Mistakes I've Made So You Don't Have To
The first time I made this, I added the yogurt while the skillet was still on the burner and it separated into a weird, grainy mess. I also used to skip the pasta water and then wonder why the sauce was too thick to coat anything. Once I forgot to zest the lemon before juicing it and had to scrape the pulp like a maniac to get any zest at all.
- Always turn off the heat before stirring in the yogurt and feta.
- Save at least half a cup of pasta water and keep it nearby while you finish the dish.

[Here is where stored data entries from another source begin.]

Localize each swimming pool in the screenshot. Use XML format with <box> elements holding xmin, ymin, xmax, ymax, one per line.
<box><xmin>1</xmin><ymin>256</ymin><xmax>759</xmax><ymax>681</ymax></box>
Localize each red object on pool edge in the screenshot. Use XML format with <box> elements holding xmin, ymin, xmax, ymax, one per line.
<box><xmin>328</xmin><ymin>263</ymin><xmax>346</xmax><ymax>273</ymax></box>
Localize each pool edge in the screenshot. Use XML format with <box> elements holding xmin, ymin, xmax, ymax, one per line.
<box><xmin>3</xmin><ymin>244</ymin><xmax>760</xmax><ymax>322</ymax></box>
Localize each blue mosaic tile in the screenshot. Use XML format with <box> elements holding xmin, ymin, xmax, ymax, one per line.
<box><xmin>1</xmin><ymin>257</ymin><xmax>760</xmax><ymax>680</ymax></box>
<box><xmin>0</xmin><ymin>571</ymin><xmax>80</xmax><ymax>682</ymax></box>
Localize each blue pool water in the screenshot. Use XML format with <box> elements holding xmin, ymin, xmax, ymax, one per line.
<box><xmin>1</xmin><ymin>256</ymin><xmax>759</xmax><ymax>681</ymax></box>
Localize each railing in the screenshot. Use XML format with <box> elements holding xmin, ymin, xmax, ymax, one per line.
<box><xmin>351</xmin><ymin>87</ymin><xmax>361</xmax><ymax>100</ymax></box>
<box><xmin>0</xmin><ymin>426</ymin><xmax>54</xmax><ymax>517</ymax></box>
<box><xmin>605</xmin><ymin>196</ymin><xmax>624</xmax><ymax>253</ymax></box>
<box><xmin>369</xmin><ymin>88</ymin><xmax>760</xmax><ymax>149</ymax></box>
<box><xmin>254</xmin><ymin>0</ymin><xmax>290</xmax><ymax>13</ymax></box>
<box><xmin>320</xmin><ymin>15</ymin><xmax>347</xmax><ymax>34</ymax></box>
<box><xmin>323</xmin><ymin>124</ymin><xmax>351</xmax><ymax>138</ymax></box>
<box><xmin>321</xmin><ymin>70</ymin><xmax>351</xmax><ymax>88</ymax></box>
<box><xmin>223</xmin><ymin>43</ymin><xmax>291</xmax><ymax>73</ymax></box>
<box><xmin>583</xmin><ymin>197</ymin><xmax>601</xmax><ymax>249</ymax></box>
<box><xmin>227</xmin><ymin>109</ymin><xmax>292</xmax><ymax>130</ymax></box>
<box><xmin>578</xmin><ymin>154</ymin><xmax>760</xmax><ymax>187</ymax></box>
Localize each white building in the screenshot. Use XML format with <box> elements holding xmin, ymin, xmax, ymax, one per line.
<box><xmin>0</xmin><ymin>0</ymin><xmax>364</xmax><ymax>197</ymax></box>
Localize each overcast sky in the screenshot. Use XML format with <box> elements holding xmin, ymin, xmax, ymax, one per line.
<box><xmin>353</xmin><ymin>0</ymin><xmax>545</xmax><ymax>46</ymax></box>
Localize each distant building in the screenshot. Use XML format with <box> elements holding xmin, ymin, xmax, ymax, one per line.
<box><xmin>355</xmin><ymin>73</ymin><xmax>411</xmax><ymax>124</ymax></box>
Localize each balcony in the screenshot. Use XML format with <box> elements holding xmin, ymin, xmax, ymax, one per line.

- Zest the lemon first, then juice it, or you'll regret it when you're holding a juiced lemon husk and realizing you needed the zest.
Save
Save This is the kind of dinner that makes weeknights feel a little less frantic and a little more like you actually know what you're doing. I hope it ends up in your regular rotation the way it has in mine.
Recipe FAQs
- → Can I use chicken thighs instead of chicken breast?
Yes, boneless skinless chicken thighs work wonderfully and will add extra moisture and flavor. Cook them the same way, though they may need an extra minute or two to cook through completely.
- → What's the best pasta shape for this dish?
Short pasta shapes like penne, rigatoni, or fusilli work best as they hold the creamy sauce well and are easy to toss with the chicken and vegetables in the skillet.
- → Can I make this ahead of time?
While best served fresh, you can prepare it up to 2 days ahead. Store in an airtight container and reheat gently, adding a splash of chicken broth or water to restore the creamy texture.
- → How do I prevent the yogurt from curdling?
Remove the skillet from heat before adding the Greek yogurt and fold it in gently. The residual heat will warm it through without causing curdling. Never boil yogurt-based sauces.
- → What can I substitute for Greek yogurt?
Regular plain yogurt works, though it's thinner. You can also use sour cream for a richer sauce, or for a dairy-free version, try cashew cream or coconut yogurt.
- → Can I add more vegetables to this dish?
Absolutely! Cherry tomatoes, bell peppers, zucchini, or artichoke hearts all complement the Greek flavors beautifully. Add heartier vegetables when cooking the onion and garlic.